Дважды проверив запертую изнутри дверь своей комнаты (диагноз: начинающий параноик), я уже на подкашивающихся ногах доплелась до кровати, не расстелая её легла поверх шёлкового покрывала и, накрывшись розовым клетчатым пледом и провалившись в мягкую подушку, не заметила, как отключилась.
…Я проспала два часа, а когда проснулась, не ощутила той усталости и неприятного давления, которое обычно может возникать после дневного сна. Вместо этого я почувствовала неожиданную бодрость и прилив сил. Сегодня мне не нужно было думать ни о ком из моих шумных соседей-родственников, прятаться под одеялом от внезапно нагрянувшей Нат, трястись в страхе появления Риордана у меня на пороге и даже выходить на улицу в магазин за продуктами. Такой отдохнувшей и воодушевлённой я себя давно не чувствовала…
Сейчас, сидя друг напротив друга и доедая свои куски последних горячих бутербродов, мы с Робом не только чувствовали себя довольными, но и выглядели так, будто ещё чуть-чуть, и мы лопнем не от количества съеденных нами бутербродов, а от удовлетворения происходящим.

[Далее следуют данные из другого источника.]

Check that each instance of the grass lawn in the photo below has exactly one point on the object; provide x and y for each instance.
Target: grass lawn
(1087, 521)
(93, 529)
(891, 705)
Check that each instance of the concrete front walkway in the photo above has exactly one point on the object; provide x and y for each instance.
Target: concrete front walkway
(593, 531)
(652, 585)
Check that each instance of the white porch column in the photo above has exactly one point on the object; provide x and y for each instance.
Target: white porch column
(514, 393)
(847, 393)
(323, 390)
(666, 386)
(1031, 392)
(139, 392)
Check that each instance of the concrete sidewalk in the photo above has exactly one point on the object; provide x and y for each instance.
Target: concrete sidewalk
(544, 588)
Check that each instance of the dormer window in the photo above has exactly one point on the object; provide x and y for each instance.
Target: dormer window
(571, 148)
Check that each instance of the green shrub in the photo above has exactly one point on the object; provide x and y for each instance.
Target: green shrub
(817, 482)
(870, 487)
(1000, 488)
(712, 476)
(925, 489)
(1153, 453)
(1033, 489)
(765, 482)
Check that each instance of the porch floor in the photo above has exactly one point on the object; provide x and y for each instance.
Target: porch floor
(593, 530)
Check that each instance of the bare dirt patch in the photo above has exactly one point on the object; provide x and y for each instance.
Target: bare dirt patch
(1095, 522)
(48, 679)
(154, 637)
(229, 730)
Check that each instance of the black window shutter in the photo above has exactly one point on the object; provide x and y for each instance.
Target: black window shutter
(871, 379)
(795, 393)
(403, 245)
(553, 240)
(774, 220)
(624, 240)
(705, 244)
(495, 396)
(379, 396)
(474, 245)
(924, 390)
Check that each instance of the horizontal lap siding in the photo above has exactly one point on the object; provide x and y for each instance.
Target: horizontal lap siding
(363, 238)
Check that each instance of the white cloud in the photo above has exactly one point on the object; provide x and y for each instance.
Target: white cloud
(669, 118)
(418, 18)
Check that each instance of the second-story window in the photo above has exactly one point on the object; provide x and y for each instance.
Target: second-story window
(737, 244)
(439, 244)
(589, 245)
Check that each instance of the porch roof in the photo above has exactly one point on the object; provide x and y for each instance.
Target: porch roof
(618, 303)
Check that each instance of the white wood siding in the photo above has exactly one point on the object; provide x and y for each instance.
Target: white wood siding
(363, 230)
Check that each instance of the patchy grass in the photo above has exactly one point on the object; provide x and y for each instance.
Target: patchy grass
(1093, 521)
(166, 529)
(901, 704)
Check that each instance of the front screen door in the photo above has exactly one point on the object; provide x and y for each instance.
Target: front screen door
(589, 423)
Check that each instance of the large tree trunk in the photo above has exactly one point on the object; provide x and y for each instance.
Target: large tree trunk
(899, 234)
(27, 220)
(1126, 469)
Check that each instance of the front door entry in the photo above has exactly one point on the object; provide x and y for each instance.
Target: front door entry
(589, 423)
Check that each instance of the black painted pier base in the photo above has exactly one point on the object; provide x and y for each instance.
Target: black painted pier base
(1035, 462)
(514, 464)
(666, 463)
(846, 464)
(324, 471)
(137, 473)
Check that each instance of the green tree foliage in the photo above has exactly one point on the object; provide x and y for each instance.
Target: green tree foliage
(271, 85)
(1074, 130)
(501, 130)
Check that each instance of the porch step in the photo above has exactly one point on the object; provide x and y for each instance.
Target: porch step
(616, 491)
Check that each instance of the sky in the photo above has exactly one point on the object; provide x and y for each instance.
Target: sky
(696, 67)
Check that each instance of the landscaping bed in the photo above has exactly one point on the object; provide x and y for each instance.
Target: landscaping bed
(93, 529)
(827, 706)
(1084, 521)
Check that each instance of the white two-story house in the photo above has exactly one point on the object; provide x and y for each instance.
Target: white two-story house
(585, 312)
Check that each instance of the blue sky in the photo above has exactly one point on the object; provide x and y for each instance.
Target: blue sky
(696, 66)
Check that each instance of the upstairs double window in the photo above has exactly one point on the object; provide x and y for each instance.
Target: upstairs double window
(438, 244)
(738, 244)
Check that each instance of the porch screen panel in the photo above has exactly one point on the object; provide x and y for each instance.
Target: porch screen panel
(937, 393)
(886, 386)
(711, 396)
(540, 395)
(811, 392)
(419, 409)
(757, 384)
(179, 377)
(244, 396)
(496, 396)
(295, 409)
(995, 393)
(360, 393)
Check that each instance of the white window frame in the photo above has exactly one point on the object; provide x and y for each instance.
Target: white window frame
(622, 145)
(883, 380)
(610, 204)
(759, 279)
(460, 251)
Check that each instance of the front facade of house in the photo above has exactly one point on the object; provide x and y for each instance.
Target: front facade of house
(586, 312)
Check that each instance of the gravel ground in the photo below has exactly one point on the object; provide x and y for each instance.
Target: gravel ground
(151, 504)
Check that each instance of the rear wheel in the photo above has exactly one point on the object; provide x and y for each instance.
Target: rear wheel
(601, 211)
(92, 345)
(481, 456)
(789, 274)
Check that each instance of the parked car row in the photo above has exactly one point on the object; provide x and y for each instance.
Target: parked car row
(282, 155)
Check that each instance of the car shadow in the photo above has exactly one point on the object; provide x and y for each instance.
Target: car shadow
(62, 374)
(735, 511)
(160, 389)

Отставив опустевшую тарелку в сторону, Робин, с улыбкой в глазах, которая играла и в моих глазах тоже, пока я дожёвывала свой последний кусок и смотрела на него, спросил:
– Конечно это не моё дело, но, может быть, тебе стоит предупредить кого-нибудь из своих родных о том, что ты находишься у меня?
– Я предупредила, – полуулыбнулась я, осознавая половинность своей лжи. На самом деле я предупредила их о том, что некоторое время поживу “у друзей”, однако я ни словом не обмолвилась ни о том, где именно я буду находиться, ни о том, с кем именно.
– Может быть, тебе стоит предупредить и Риордана? – с большей осторожностью продолжил Робин. – В конце концов, вас многое связывает…
– Связывало, Роб, – оборвала я. – Больше нет…
Услышав это, Робин сдвинул свои красивые брови, явно что-то обдумывая. Прошло ещё несколько секунд, прежде чем он задал свой последний на эту тему вопрос:
– Уверена?
– Уверена, – непоколебимо ответила я.
– Тебе лучше знать, – наконец сдался Робин, до сих пор явно считавший, что мне всё-таки следует связаться с Дарианом, чтобы расставить все “точки над i”, но теперь определённо занявший сторону моей категоричной позиции. – Как ты относишься к вину? – невозмутимо перешёл к следующей теме мой новый сосед (да простит меня огневолосая!).
– Положительно, – пожала плечами я.
– Не то чтобы я алкоголик, но в вечера, за которыми не запланированы бурные дни, я регулярно пью красное сухое. Ты как?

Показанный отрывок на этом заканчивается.